Hueston (1961) emphasized that the then poor reputation of operations for Dupuytren's disease had largely arisen from complications and that the radical palmar clearance which was then in vogue was particularly responsible. He defined his operation, 'limited fasciectomy', as 'the excision of the palpably thickened fascia with a narrow margin of normal aponeurosis'. Hueston approach can be considered as a near total fasciectomy in the involved rays extending from the mid-palm to the base of the second phalanx (McGrouther 1990d). Hueston's article in the Plastic and Reconstructive Surgery journal was to establish the ground rules for the next quarter century. The advantages perceived by Hueston were a simpler operation than radical fasciectomy with a simpler return of normal function. He found no difference in the rates of recurrence or extension compared with the more radical approaches.

Many other authors moved from radical to limited fasciectomies following the principles stated by Hueston. Further technical refinements were described by Skoog (1967, 1985) who introduced an anatomically precise operation preserving the transverse fibres of the aponeurosis which are not involved by the disease.
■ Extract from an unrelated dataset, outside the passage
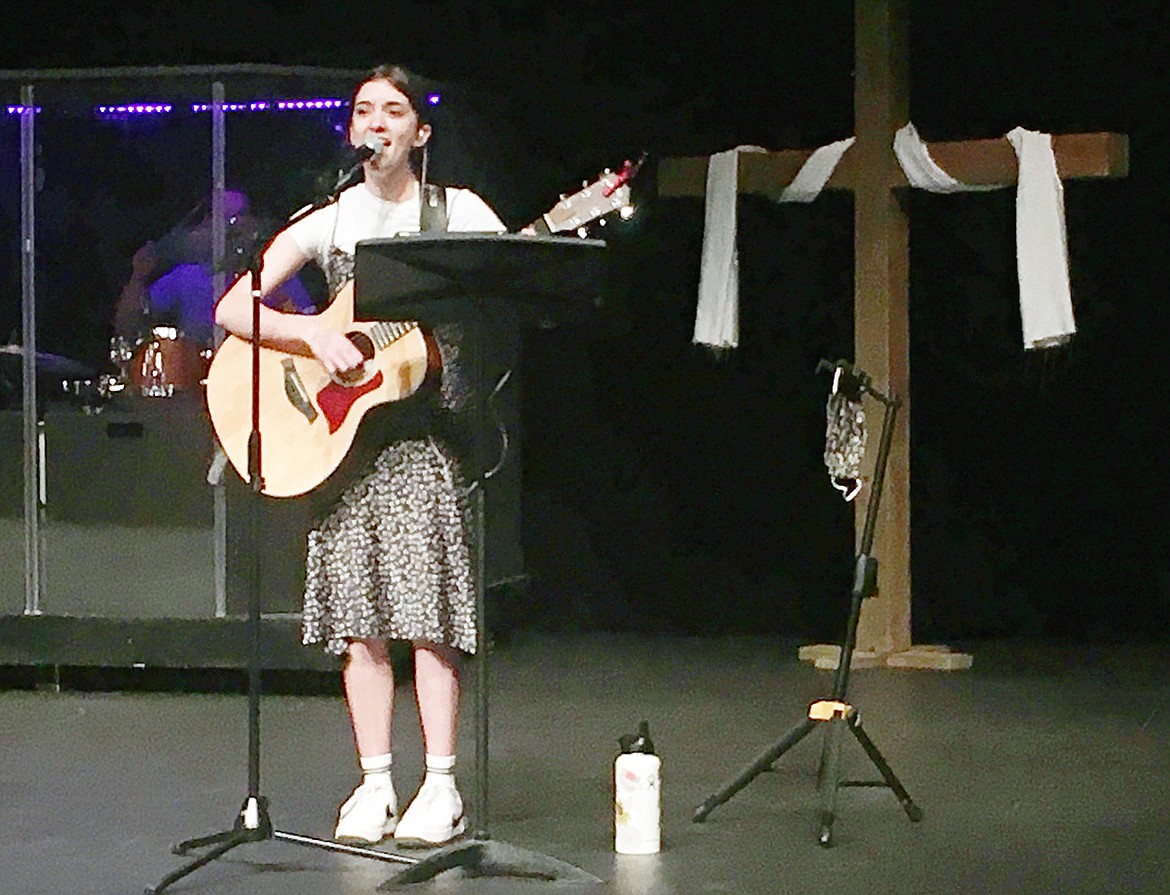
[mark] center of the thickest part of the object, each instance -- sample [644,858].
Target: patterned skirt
[392,559]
Another approach was proposed by McCash (1964) who felt that the impaired vitality of the palmar skin after limited fasciectomies made through zigzag incisions or straight incisions converted to Z plasties was the source of many problems. Those skin flaps were thus undesirable. Skin grafts impose the immobilization of the hand and he also felt that they should be avoided. His approach was to make incisions in the transverse skin creases and to move the undermined skin bridges so that the skin shortage is transferred to the distal palmar crease incision which remains wide open. Only the diseased fascia has to be removed. The open wound is dressed at weekly interval. The wounds generally close in 2-5 weeks and since they remain open, there is no possibility for an haematoma to collect. A disadvantage of the open palm technique is that the patients are apprehensive about the open wound. The great merit of the method is its safety. Nevertheless, it only partially solve the problem of the finger contracture.

Figure 2-7: Hueston's (left) and Skoog's approaches


2.4.4 Dermofasciectomy

The elective excision of skin involved in recurrent Dupuytren's disease was proposed by Hueston (1962). His belief was that the palmar dermis exerts some form of control on the disease process and that the simultaneous excision of the diseased aponeurosis and of the overlying skin at the proximal segment of the digit from one neutral line to the other, could prevent recurrences.
Smaller skin grafts have also been proposed by Gonzales (1971, 1985, 1990) and McGregor (1985) to break up the contracture line.

2.5 Conclusion

Dupuytren's contribution to the description of the contracture that now bears his name was fundamental even though other surgeons had analysed some of its manifestations before him and many aspects of the disease were more intricate than he suspected. His presentation and the passionate discussions that ensued raised many questions that are not yet answered today:

Without clear answers to these questions, the surgical approach of Dupuytren's disease has swayed from the very simple closed fasciotomy to the very aggressive radical palmar fasciectomy. The less traumatising techniques were often found insufficient to correct the contracture and to bring a lasting improvement. The more aggressive operations were developed on the unfounded hope that recurrences could be avoided. This has never been proved and these techniques were responsible for a great number of complications.

Two intermediate approaches are currently in favour: the limited fasciectomy proposed among others by Hueston and further refined by Skoog (fig. 7) and the open palm technique of McCash.